With seven games still remaining in the season, the Titans are losing wide receivers at an alarming rate.
Calvin Ridley’s season-ending injury during Sunday’s loss to Houston marked another thinning of the roster at an already shaky spot.
The Titans had previously released veteran Tyler Lockett last month and placed Bryce Oliver — who hadn’t played since Week 2 — on injured reserve last Saturday.
In addition, Titans rookie wide receiver Chimere Dike left Sunday’s game with a chest contusion in the first half and did not return. Rookie wide receiver Elic Ayomanor exited Sunday’s contest in the closing minutes with a hamstring injury.
The only completely healthy receivers on the Titans’ 53-man roster are Van Jefferson and Mason Kinsey. James Proche III, Xavier Restrepo and Hal Presley III are the receivers on the team’s practice squad.
Signed as an undrafted free agent, Restrepo has been a target of fan interest because of his connection with Titans quarterback Cam Ward. The two were teammates at Miami last season, with Restrepo catching 69 passes for 1,127 yards (16.3-yard average) and 11 touchdowns.
But he has remained behind Kinsey and Proche, in part, because those two players have significant special teams experience.
“He’s done a great job of starting to work more in the kicking game [in practice],” Titans interim coach Mike McCoy said of Restrepo. “That was something he didn’t do as much of early on, and 1763419275 he understands the importance of being in the kicking game … But we’ll see what happens throughout the week, to see what our options are going to be moving forward.”
The uncertainty at wide receiver could lead the Titans to focus more of their offensive gameplan on the team’s tight ends.

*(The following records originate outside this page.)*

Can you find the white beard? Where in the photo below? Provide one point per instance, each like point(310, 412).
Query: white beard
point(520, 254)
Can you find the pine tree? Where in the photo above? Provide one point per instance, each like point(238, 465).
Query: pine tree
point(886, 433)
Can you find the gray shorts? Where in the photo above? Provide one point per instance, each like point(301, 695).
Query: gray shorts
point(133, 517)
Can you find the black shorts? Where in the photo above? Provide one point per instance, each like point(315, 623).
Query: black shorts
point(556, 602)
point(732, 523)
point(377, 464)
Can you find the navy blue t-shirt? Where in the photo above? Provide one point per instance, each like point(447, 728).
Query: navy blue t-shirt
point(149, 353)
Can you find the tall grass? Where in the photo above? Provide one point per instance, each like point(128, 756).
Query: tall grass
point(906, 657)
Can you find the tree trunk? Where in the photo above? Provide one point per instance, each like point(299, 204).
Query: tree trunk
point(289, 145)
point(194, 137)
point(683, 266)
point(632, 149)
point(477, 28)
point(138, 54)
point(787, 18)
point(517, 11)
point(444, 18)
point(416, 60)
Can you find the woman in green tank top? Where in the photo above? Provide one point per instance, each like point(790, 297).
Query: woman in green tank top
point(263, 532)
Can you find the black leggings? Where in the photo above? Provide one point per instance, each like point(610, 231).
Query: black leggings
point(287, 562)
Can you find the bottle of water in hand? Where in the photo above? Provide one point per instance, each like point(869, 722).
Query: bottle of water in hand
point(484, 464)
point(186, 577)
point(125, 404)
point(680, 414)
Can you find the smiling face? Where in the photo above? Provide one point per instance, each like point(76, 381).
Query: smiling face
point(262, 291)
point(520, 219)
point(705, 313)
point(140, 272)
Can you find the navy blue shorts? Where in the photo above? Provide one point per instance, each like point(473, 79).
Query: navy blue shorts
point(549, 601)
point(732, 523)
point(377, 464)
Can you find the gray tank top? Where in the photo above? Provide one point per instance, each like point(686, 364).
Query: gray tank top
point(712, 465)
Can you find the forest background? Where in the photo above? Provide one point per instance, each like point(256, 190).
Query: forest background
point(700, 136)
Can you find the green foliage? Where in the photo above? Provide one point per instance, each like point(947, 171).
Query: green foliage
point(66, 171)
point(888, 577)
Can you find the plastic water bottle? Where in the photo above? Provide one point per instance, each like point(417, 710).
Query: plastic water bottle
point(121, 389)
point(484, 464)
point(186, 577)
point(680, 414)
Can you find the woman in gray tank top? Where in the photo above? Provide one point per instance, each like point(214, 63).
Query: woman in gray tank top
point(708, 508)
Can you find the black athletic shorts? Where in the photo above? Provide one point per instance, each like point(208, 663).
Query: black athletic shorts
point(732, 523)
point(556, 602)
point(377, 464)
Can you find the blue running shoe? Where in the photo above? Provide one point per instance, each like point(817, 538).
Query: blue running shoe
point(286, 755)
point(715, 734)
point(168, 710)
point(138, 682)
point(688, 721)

In the loss to Houston on Sunday, veteran tight end Chig Okonkwo (three catches, 56 yards) and rookie Gunnar Helm (four catches, 29 yards) combined for seven completions and 85 yards.
It was Okonkwo’s 39-yard catch late in the game that set the Titans up at the Texans’ 7-yard line, which led to a game-tying touchdown pass to Jefferson with 1:35 remaining in the contest.
“We’ll work through those things,” McCoy said of the receiver depth. “That goes into game-planning week in and week out, with the personnel you have, because of injuries … Maybe [you use] more multiple personnel groupings, things like that.”
McCoy said he was very disappointed to lose Ridley, a seven-year veteran and first-year captain. Ridley had missed three games prior to Sunday because of a hamstring injury, and then suffered a broken fibula on the Titans’ first offensive play against Houston — after making a 13-yard reception.
“He only knows how to play football one way, and that’s all out,” McCoy said of Ridley. “It’s such an honor for him to be a captain. It meant so much to him … All the guys who’d been out for [several weeks with injuries], and what the game means to them, they’re great examples for the younger players on what it means to play this game. It sucks that Calvin got injured.”